Antes tratadas como promessas recorrentes em campanhas eleitorais, intervenções consideradas estruturantes para a capital alagoana finalmente saíram do papel. Pelo menos cinco delas já estão em execução ou em fase avançada, marcando uma mudança no ritmo das ações urbanísticas da cidade.
Entre os projetos mais simbólicos está a Rota do Mar, iniciativa voltada à reestruturação da mobilidade e da integração urbana em áreas estratégicas da capital. Outro destaque é a transformação urbanística do Vale do Reginaldo, região historicamente marcada por vulnerabilidade social e problemas de infraestrutura, que agora passa por um processo de requalificação urbana.
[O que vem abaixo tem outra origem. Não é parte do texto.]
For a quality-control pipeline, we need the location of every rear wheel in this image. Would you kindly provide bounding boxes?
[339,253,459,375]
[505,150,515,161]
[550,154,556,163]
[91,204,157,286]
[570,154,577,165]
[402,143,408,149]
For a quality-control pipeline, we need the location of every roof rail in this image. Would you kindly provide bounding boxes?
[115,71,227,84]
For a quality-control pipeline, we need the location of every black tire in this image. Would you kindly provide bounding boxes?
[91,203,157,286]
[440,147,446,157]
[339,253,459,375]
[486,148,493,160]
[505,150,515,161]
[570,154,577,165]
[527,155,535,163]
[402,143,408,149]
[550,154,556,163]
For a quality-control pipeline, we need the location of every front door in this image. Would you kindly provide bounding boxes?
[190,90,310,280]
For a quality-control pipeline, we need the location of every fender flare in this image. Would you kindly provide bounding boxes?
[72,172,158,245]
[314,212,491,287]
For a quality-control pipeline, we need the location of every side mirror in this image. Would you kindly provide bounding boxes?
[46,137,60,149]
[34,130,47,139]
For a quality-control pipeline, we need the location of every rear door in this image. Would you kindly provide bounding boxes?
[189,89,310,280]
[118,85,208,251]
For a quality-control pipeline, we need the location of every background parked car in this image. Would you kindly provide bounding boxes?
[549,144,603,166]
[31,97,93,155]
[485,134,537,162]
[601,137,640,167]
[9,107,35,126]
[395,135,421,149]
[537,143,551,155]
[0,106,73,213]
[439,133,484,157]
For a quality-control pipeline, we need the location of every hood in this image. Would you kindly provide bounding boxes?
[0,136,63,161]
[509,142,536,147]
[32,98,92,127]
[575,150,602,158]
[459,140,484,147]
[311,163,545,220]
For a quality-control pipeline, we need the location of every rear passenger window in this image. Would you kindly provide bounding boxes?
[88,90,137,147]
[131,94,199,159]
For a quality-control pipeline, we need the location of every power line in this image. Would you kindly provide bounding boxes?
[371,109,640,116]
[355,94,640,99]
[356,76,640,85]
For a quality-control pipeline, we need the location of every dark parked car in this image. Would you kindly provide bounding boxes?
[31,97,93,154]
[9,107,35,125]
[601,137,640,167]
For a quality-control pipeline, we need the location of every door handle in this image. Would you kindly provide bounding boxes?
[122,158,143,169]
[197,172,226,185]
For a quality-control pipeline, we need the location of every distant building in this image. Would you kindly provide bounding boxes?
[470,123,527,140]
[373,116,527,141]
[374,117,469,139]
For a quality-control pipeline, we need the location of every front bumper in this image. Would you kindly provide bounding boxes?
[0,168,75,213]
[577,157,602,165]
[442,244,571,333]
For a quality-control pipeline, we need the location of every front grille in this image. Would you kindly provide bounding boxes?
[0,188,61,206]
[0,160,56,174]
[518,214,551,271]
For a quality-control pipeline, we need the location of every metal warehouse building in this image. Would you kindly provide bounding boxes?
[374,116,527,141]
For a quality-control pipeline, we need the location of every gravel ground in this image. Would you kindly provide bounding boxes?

No Vergel do Lago, área que por décadas acumulou promessas de revitalização, as obras também avançam com intervenções voltadas à melhoria das condições de moradia e infraestrutura. Já o tradicional Mercado da Produção, um dos principais centros comerciais populares de Maceió, passa por um processo de modernização aguardado há anos por comerciantes e consumidores.
Outro ponto considerado emblemático é a despoluição do Riacho Salgadinho, dentro do programa Renasce, apresentado pela prefeitura como a maior obra ambiental da história da capital alagoana. O projeto busca recuperar um dos principais cursos d’água da cidade, historicamente associado a problemas de saneamento e degradação ambiental.
Além dessas intervenções, a gestão municipal mantém outras obras em execução e novos projetos em andamento. No entanto, é justamente o caráter simbólico dessas cinco iniciativas que tem sido destacado por aliados e observadores da política local.
Na avaliação de integrantes da administração, elas representam a materialização de demandas antigas da população e reforçam um discurso recorrente no debate público: o de que obras consideradas históricas dependem menos da promessa e mais da decisão política de executá-las.